We express no view as to, and our opinion does not address, the Company’s underlying business decision to proceed with or effect the Transaction, or the relative merits of the Transaction as compared to any alternative business strategies or transactions that might be available to the Company or in which the Company might engage. This opinion is limited to and addresses only the fairness, from a financial point of view, as of the date hereof, to the holders of Shares (other than Excluded Shares) of the Offer Price proposed to be paid to such holders pursuant to the terms of the Merger Agreement. We have not been asked to, nor do we express any view on, and our opinion does not address, any other term or aspect of the Merger Agreement, the CVR Agreement, or the Transaction, including, without limitation, the structure or form of the Transaction, the form or any other terms of the CVR, or any other agreements or arrangements contemplated by the Merger Agreement or entered into in connection with or otherwise contemplated by the Transaction, including, without limitation, the fairness of the Transaction or any other term or aspect of the Transaction to, or any consideration to be received in connection therewith by, or the impact of the Transaction on, the holders of any other class of securities, creditors or other constituencies of the Company or any other party. In addition, we express no view or opinion as to the fairness (financial or otherwise) of the amount, nature or any other aspect of any compensation to be paid or payable to any of the officers, directors or employees of the Company or any other party, or class of such persons in connection with the Transaction, whether relative to the Offer Price proposed to be paid to holders of Shares pursuant to the terms of the Merger Agreement or otherwise. Our opinion is necessarily based on financial, economic, monetary, currency, market and other conditions and circumstances as in effect on, and the information made available to us as of, the date hereof, and we do not have any obligation or responsibility to update, revise or reaffirm this opinion based on circumstances, developments or events occurring after the date hereof. Our opinion does not constitute a recommendation to any stockholder of the Company as to whether or how such stockholder should vote or otherwise act with respect to the Transaction or any other matter.
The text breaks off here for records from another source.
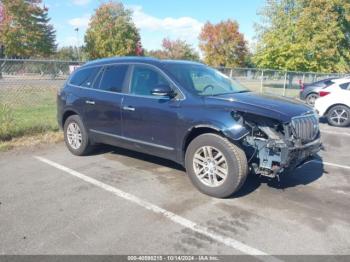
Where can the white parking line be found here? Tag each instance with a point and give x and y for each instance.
(334, 133)
(330, 164)
(230, 242)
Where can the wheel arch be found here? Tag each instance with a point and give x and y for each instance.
(330, 107)
(201, 129)
(66, 114)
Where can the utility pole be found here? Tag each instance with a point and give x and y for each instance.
(78, 47)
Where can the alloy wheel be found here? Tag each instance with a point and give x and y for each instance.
(210, 166)
(74, 135)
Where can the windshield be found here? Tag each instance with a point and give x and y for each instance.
(204, 80)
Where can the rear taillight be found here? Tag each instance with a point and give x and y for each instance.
(324, 93)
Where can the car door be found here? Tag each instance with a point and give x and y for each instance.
(150, 121)
(103, 108)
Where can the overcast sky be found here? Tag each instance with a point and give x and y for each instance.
(156, 19)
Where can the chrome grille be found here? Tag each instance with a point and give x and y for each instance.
(305, 127)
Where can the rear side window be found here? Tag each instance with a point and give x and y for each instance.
(114, 78)
(144, 79)
(345, 86)
(85, 77)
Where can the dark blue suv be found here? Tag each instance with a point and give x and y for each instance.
(189, 113)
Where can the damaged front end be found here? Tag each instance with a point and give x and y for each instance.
(273, 147)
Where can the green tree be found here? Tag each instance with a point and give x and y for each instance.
(304, 35)
(112, 32)
(68, 53)
(223, 45)
(175, 49)
(26, 31)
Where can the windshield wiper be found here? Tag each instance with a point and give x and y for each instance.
(231, 93)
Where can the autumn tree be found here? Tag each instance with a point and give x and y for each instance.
(112, 32)
(304, 35)
(175, 49)
(26, 30)
(70, 53)
(222, 44)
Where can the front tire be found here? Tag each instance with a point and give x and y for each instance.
(76, 136)
(216, 166)
(339, 116)
(311, 98)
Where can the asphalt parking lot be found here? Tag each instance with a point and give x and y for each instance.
(121, 202)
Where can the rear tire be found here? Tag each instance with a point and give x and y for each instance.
(76, 136)
(216, 166)
(339, 116)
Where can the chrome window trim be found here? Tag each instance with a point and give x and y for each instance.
(128, 94)
(132, 140)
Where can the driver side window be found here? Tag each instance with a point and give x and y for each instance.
(144, 79)
(203, 81)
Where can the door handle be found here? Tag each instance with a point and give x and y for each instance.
(90, 102)
(128, 108)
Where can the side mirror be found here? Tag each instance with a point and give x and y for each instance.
(163, 90)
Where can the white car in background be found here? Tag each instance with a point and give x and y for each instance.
(338, 84)
(335, 106)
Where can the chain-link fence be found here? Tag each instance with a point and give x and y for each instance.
(276, 82)
(27, 95)
(28, 90)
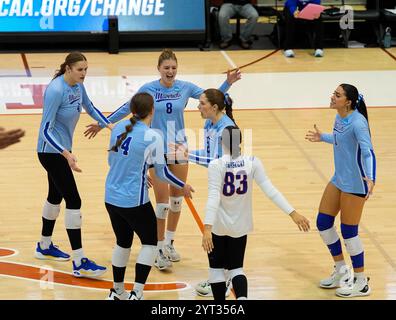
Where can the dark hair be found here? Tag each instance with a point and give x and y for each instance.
(71, 59)
(141, 105)
(231, 138)
(357, 101)
(166, 54)
(223, 101)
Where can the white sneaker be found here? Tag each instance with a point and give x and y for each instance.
(171, 253)
(337, 279)
(289, 53)
(161, 261)
(115, 296)
(359, 288)
(204, 289)
(133, 296)
(319, 53)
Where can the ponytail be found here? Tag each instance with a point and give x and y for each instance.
(361, 106)
(141, 106)
(123, 136)
(223, 101)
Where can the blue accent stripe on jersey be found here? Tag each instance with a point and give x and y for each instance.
(142, 187)
(117, 110)
(101, 115)
(50, 139)
(374, 164)
(173, 178)
(359, 161)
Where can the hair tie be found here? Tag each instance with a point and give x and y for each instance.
(226, 98)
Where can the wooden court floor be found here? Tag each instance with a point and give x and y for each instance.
(280, 261)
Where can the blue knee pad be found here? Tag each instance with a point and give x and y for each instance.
(353, 244)
(324, 221)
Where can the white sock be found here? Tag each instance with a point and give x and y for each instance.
(360, 276)
(138, 288)
(119, 287)
(160, 245)
(77, 256)
(169, 236)
(45, 242)
(339, 264)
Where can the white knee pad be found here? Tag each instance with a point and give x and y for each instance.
(216, 275)
(73, 219)
(161, 210)
(51, 211)
(120, 256)
(235, 272)
(147, 255)
(175, 203)
(354, 245)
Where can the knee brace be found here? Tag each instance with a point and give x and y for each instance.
(175, 203)
(325, 225)
(235, 272)
(147, 255)
(161, 210)
(120, 256)
(73, 219)
(51, 211)
(216, 275)
(353, 244)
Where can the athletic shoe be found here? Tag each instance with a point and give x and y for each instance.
(133, 296)
(204, 289)
(337, 279)
(289, 53)
(52, 253)
(171, 253)
(161, 261)
(359, 288)
(319, 53)
(88, 269)
(115, 296)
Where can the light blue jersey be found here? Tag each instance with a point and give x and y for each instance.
(126, 184)
(169, 104)
(61, 111)
(212, 137)
(354, 156)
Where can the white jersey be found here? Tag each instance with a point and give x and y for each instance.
(229, 205)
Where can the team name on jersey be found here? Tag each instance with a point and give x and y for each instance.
(235, 164)
(159, 96)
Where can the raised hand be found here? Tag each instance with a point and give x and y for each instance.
(92, 130)
(314, 136)
(233, 76)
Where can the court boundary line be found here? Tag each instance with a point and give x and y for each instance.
(26, 65)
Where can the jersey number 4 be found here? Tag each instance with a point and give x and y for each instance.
(125, 145)
(230, 179)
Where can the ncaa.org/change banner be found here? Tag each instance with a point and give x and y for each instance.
(92, 15)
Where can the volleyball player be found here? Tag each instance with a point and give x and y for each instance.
(349, 188)
(64, 99)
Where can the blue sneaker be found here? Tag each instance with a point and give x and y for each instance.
(52, 253)
(88, 269)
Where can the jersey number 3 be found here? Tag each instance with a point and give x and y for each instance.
(229, 187)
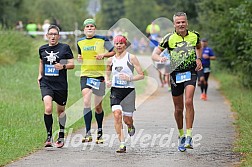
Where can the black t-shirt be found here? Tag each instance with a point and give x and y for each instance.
(50, 55)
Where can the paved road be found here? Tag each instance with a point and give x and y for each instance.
(155, 141)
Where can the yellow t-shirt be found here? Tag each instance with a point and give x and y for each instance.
(89, 48)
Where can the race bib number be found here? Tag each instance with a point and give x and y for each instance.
(206, 70)
(50, 70)
(182, 77)
(94, 83)
(119, 82)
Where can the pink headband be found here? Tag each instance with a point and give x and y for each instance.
(120, 38)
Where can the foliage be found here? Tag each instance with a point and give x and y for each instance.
(14, 46)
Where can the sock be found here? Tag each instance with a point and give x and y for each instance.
(48, 119)
(99, 119)
(181, 132)
(62, 123)
(87, 118)
(189, 132)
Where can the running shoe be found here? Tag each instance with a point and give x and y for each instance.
(59, 143)
(131, 131)
(87, 138)
(122, 149)
(188, 142)
(99, 139)
(181, 144)
(48, 142)
(203, 96)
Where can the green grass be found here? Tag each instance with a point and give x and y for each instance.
(22, 127)
(241, 103)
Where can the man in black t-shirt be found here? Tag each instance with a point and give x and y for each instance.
(55, 59)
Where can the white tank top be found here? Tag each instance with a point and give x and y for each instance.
(120, 66)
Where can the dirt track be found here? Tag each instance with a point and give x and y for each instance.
(155, 141)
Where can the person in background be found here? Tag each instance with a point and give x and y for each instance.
(122, 98)
(207, 56)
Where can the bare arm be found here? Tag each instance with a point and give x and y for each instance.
(69, 65)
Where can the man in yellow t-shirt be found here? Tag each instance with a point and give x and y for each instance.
(92, 49)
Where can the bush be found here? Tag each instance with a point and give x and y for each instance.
(14, 46)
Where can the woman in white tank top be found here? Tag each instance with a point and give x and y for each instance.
(122, 98)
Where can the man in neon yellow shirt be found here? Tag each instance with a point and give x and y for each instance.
(92, 49)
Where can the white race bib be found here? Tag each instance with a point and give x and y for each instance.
(182, 77)
(50, 70)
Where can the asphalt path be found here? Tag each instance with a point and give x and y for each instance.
(155, 141)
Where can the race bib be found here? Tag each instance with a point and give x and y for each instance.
(50, 70)
(182, 77)
(206, 70)
(119, 82)
(94, 83)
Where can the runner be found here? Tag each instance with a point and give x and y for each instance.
(91, 52)
(185, 50)
(204, 74)
(122, 98)
(55, 59)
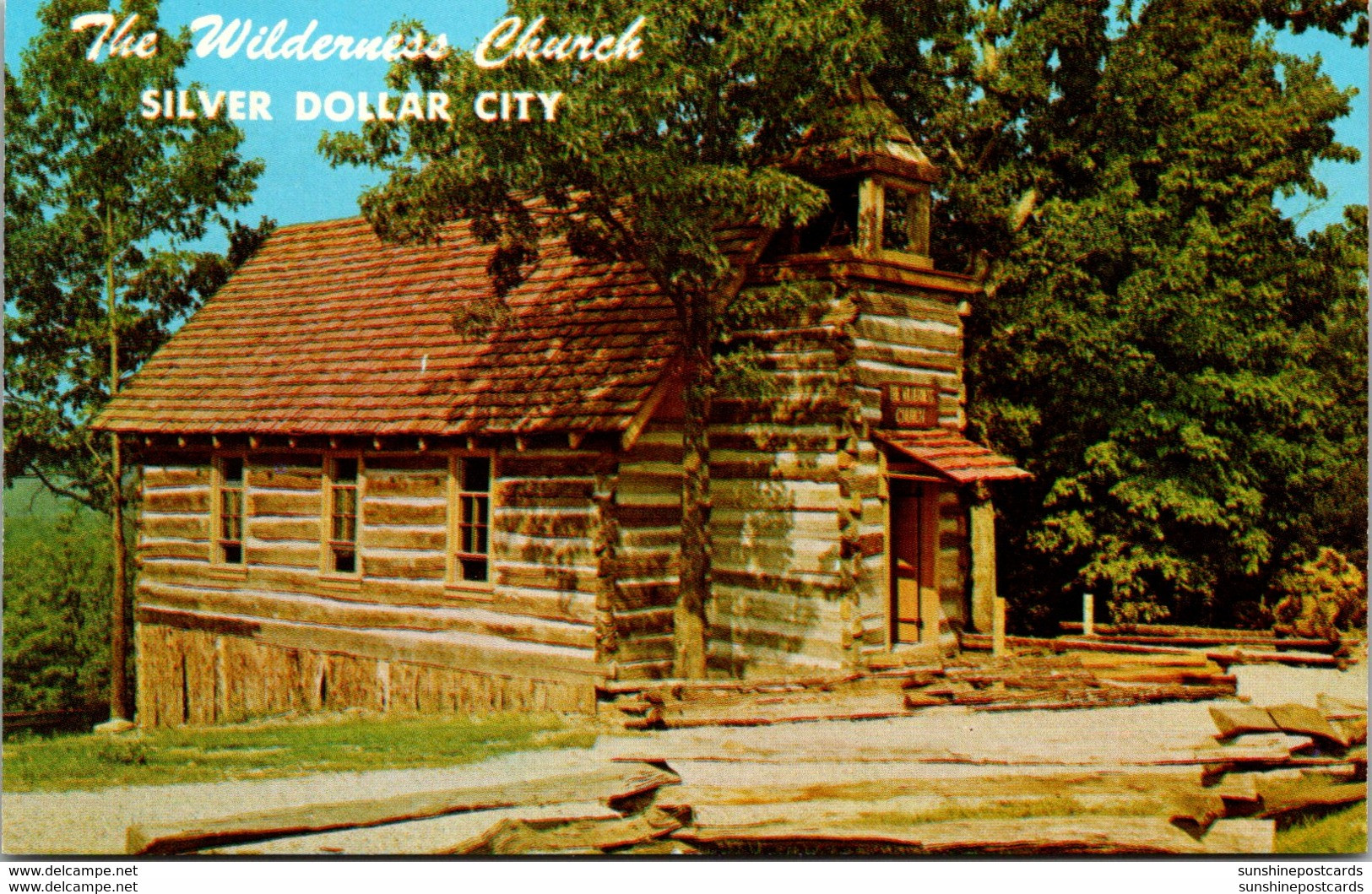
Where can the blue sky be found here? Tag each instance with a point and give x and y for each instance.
(298, 186)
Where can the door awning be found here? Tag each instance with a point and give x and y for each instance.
(951, 456)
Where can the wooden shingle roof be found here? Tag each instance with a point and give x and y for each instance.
(951, 456)
(328, 331)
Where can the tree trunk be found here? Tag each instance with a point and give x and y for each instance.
(120, 595)
(689, 617)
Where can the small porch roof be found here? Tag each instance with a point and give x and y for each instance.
(951, 456)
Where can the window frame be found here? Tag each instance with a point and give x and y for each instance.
(918, 230)
(328, 546)
(219, 487)
(456, 492)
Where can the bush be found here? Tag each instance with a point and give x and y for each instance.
(1321, 597)
(57, 615)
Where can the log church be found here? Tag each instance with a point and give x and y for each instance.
(350, 498)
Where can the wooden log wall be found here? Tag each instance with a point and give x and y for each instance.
(954, 560)
(193, 676)
(648, 514)
(907, 336)
(910, 338)
(779, 483)
(537, 626)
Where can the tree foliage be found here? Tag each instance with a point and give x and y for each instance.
(57, 613)
(1181, 371)
(102, 210)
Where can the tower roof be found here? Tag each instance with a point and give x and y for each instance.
(860, 134)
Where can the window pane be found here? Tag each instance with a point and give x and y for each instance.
(344, 561)
(474, 569)
(895, 222)
(476, 474)
(344, 501)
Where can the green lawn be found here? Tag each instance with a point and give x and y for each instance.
(274, 750)
(1343, 832)
(32, 513)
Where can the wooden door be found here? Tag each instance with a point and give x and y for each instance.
(914, 588)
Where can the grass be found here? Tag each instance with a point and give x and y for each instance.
(32, 513)
(274, 750)
(1342, 832)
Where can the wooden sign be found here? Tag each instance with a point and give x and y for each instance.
(908, 406)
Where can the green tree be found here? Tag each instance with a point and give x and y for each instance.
(102, 210)
(57, 620)
(645, 160)
(1181, 371)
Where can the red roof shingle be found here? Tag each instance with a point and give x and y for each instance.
(328, 331)
(952, 456)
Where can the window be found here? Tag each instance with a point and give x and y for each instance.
(904, 221)
(230, 525)
(342, 503)
(474, 518)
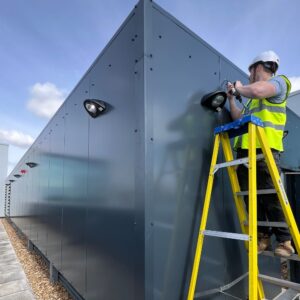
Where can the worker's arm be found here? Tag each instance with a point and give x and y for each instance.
(258, 90)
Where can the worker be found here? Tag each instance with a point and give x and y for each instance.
(267, 94)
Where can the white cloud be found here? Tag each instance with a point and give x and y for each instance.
(45, 99)
(16, 138)
(295, 81)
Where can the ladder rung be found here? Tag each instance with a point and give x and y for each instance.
(271, 224)
(294, 257)
(226, 235)
(259, 192)
(289, 294)
(280, 282)
(235, 162)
Our financial advisory services and the opinion expressed herein are provided for the information and assistance of the Board of Directors of the Company (in their capacity as directors and not in any other capacity) in connection with and for purposes of its consideration of the Transaction. This opinion has been authorized by the Leerink Partners LLC Fairness Opinion Review Committee.
Based upon and subject to the foregoing, including the various assumptions, qualifications and limitations set forth herein, it is our opinion that, as of the date hereof, the Offer Price proposed to be paid to the holders of Shares (other than Excluded Shares) pursuant to the terms of the Merger Agreement is fair, from a financial point of view, to such holders.